In February 2012, less than two weeks before that year’s presidential elections in Russia, a two-minute video of young women in brightly colored masks and short dresses was uploaded to YouTube. The video featured four members of the Pussy Riot punk feminist band performing a wild dance in front of the altar of Russia’s main Orthodox temple, the Cathedral of Christ the Savior in Moscow. Lip-syncing to a song, which they called a punk prayer, they beseeched the Virgin Mary to “drive” Vladimir Putin, then the prime minister and a presidential candidate, “away.” After generating scads of international publicity, the case ended with the three band members being sentenced to prison for two years on charges of hooliganism motivated by religious hatred.

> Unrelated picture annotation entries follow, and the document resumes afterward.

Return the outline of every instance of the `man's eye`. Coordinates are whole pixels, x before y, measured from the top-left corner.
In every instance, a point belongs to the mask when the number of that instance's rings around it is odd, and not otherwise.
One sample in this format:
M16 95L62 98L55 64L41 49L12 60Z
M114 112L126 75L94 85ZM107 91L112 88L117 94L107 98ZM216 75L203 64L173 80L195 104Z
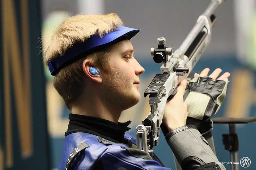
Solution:
M129 59L131 58L131 57L130 57L130 55L126 55L125 57L124 57L124 58L126 59L126 60L129 60Z

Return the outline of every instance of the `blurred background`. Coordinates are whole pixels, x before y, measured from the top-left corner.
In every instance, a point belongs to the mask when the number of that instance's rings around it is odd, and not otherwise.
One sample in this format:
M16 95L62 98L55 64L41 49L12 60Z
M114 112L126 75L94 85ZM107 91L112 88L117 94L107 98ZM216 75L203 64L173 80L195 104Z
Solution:
M120 122L134 128L150 110L143 93L161 65L150 49L157 39L178 48L210 0L1 0L0 4L0 170L57 169L70 111L52 85L41 51L56 26L69 16L117 14L125 26L141 29L131 42L144 67L139 103L123 112ZM193 71L220 67L229 72L227 95L214 117L256 116L256 1L227 0L214 13L217 18L211 43ZM42 43L43 41L44 43ZM239 160L249 158L256 169L256 123L238 125ZM227 125L215 125L213 133L220 162L230 162L222 144ZM161 134L153 148L167 167L175 169L172 153ZM227 169L229 166L225 165ZM240 169L243 168L240 166Z

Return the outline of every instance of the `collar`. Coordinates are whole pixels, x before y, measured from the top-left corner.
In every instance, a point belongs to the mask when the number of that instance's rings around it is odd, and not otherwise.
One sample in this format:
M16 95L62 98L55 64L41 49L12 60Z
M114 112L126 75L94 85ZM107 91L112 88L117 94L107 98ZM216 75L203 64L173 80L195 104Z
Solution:
M129 121L117 124L100 118L72 113L69 114L68 118L70 120L65 135L84 132L120 143L125 143L124 135L131 129L127 126L132 122Z

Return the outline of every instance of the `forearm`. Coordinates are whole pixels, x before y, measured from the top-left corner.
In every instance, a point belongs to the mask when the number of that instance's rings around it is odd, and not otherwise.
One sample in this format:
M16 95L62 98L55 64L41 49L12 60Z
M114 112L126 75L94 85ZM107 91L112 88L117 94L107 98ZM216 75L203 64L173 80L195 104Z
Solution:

The clearly provocative nature of the performance – with costume changes mid-scene and anti-government, anti-Church protest slogans set to the music of a sacred Orthodox song – made the Pussy Riot case a springboard to discussion of the acceptability of religiously contextualized political speech in contemporary Russia. Through a critical discourse analysis of the original lyrics of the punk prayer and the report from the psychological and linguistic experts that formed the basis of the prosecutor’s case, this article explores the discursive devices and rhetorical strategies employed in these texts to challenge or sustain the existing power relations in Russia. As the analysis makes clear, while the punk prayer criticizes State and the Russian Orthodox Church as oppressive and corrupt by disrupting and denaturalizing the images typically associated with their rituals and spaces, the report normalizes conformity, depoliticizes Pussy Riot critique, and delegitimizes public political protests by pushing them beyond the boundaries of socially acceptable forms of citizens’ civic participation.

Keywords: Pussy Riot, Russia, critical discourse analysis, blasphemy, political speech.